‘Я’ и ‘не-я’ с точки зрения философской и человеческой
Вместе, нераздельно с чувством, с признанием своего ‘Я’, сыновнего ‘Я’, дается и ‘другое’ или ‘другие’, не чуждые, а родные ему ‘я’ — отеческие. Только со смертью ‘родных я’ начинает нами сознаваться существование неродного, чуждого, враждебного ‘Не-я’, как силы отрицательной, смертоносной. Наоборот, отшедшие ‘родные я’ чувствуются неизбежно, необходимо как причина, как предшествующее нам ‘великое родное Я’, но уже не одинокое, как мое личное ‘Я’, если я отделил бы себя от них, а соединенное с другими, такими же великими ‘Я’, над коими ‘Не-Я’ не имеет силы. Это — бессмертная троица, потому что сын и дочь здесь не отделяются от отца, остаются присно-сынами и присно-дщерями, словом и духом.
Суждения и Шеллинга, и его противника Якоби суть суждения блудных сынов, отделившихся от отцов, они не знают разницы между ‘другими’, ‘родными Я’ и чужими ‘Не-Я’, воплощениями слепой, смертоносной силы, потому что для них вне себя все есть ‘Не-Я’, то есть все стало чужим и нет уже ничего родного. Это — философия не сынов, а граждан, стоящих на страже друг против друга, на военном, а не на братском положении находящихся.

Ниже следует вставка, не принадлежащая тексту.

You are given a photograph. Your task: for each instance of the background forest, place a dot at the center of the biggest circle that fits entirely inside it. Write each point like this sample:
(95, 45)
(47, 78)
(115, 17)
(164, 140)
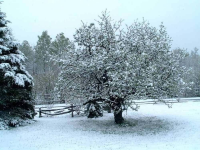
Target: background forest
(45, 70)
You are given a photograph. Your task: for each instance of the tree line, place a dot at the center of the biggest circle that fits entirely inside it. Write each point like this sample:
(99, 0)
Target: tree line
(106, 63)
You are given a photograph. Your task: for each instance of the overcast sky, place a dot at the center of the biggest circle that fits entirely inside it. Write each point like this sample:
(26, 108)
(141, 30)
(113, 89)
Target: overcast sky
(30, 17)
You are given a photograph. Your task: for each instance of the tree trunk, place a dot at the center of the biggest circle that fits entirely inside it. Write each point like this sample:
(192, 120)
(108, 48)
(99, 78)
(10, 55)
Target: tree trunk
(118, 117)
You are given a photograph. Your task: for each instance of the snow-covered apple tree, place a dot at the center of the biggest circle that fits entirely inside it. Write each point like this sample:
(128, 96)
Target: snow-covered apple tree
(15, 82)
(116, 66)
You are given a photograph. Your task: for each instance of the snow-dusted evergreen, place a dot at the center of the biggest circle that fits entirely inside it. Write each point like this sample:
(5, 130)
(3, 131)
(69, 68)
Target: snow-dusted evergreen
(15, 82)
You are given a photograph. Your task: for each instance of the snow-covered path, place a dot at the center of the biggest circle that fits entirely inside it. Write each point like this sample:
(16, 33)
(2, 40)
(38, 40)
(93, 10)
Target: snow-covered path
(153, 127)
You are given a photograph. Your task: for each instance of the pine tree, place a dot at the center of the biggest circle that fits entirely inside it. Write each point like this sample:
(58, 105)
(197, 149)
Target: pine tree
(16, 102)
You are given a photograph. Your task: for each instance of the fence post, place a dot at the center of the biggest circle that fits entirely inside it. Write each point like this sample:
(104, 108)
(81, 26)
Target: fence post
(72, 110)
(40, 113)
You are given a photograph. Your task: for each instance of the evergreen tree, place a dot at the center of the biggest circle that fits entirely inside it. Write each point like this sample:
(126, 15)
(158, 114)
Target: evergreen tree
(16, 102)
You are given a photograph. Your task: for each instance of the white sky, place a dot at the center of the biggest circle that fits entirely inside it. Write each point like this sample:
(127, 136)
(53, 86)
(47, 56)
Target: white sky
(30, 17)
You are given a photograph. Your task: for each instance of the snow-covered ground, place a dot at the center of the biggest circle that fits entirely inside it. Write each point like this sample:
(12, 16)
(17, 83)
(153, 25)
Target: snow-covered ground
(153, 127)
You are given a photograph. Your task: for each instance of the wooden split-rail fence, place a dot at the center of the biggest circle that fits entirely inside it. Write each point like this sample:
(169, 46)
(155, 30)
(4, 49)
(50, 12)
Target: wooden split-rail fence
(59, 110)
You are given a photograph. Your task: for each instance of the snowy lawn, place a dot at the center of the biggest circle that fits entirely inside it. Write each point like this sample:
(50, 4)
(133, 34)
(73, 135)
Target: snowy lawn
(152, 127)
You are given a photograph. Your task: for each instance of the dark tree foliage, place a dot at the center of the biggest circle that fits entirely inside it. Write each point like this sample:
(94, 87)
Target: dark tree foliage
(15, 82)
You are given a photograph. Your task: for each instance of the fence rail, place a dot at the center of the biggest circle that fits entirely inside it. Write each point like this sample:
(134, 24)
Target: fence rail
(59, 111)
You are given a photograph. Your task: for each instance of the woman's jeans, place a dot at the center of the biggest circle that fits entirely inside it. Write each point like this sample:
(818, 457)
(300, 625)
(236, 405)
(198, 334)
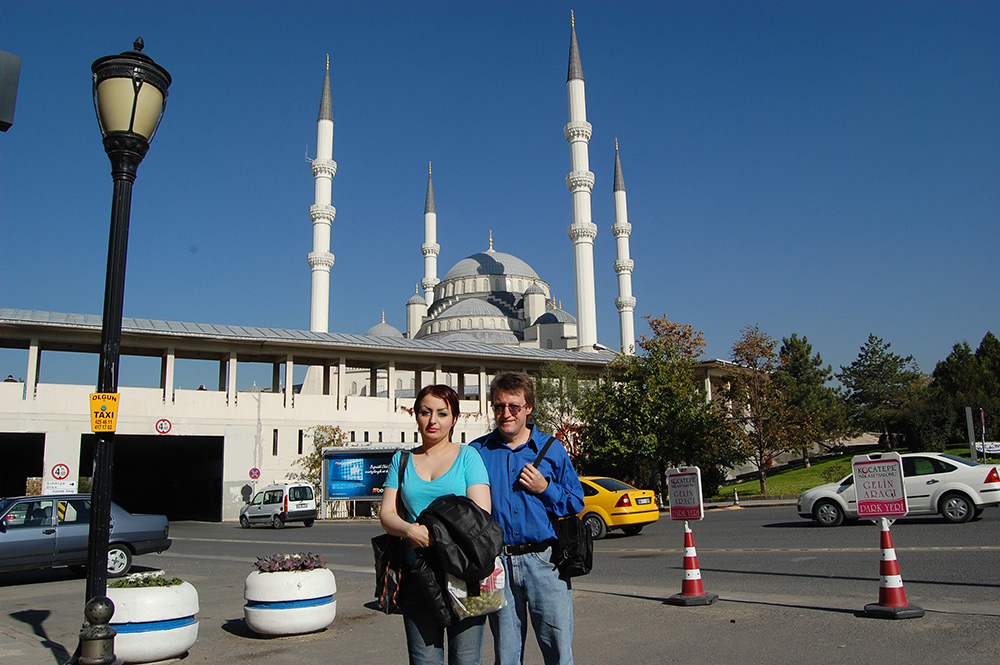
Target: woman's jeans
(425, 637)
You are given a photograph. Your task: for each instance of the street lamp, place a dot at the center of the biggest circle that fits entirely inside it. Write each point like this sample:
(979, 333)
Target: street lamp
(130, 93)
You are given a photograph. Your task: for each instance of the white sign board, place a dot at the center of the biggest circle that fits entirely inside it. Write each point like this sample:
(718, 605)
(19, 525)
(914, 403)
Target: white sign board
(58, 486)
(878, 481)
(684, 493)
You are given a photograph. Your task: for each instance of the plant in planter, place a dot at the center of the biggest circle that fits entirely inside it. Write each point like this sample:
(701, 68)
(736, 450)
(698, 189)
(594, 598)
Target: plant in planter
(289, 594)
(154, 617)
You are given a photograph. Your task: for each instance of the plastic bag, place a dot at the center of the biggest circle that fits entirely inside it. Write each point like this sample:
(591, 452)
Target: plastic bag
(489, 597)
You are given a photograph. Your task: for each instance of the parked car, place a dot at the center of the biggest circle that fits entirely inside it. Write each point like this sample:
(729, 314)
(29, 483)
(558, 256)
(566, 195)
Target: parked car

Нужно именно вторично родиться, нужно пожить, но не перерасти, не пережить состояние чистой детственности, чтобы понять глубокое различие ‘Другого, то есть родного ‘Я’, от ‘чуждого Не-Я’, чтобы стать истинным поклонником Пресвятой Троицы. ‘Другое Я’, если оно приемлется как родное нам, не ограничивает, а расширяет наше бытие, тогда как ‘Не-я’ полагает границы нашему ‘я’, стесняет и вытесняет его, ‘Я’ (личное), соединенное любовью с ‘другими, своими я’, составляет царство жизни, союз сынов человеческих, ‘Я’, обособившееся от ‘своих’ (других, но родных), отчуждившееся и противопоставленные ему, чуждые ему и друг другу ‘Не-Я’ — это область смерти. Она-то теперь и господствует.
Только исполнение заповеди ‘будьте как дети!’ и может создать учение, в котором мысль и чувство взаимно неотделимы. Наоборот, неисполнение этой заповеди привело, как наказание, к такому состоянию, о коем говорит Толстой: ‘мне казалось, что, помимо меня, никого и ничего нет’. ‘Я’ философской терминологии есть лишь замена ‘сына умерших отцов’, то есть замена родственности и смертности: первой — словами ‘человек и человечность’, а второй — отвлеченными и неопределенными понятиями ‘конечный, ограниченный, временный и т. п.’. Этим подменом, этим подлогом вымышленного на место действительного и создается разрыв между философией чистого мышления и философией чувства и между философией и религией, несущий гибель для обеих сторон, но гибель неизбежную при забвении заповеди: ‘что Бог сочетал, того человек да не разлучит!’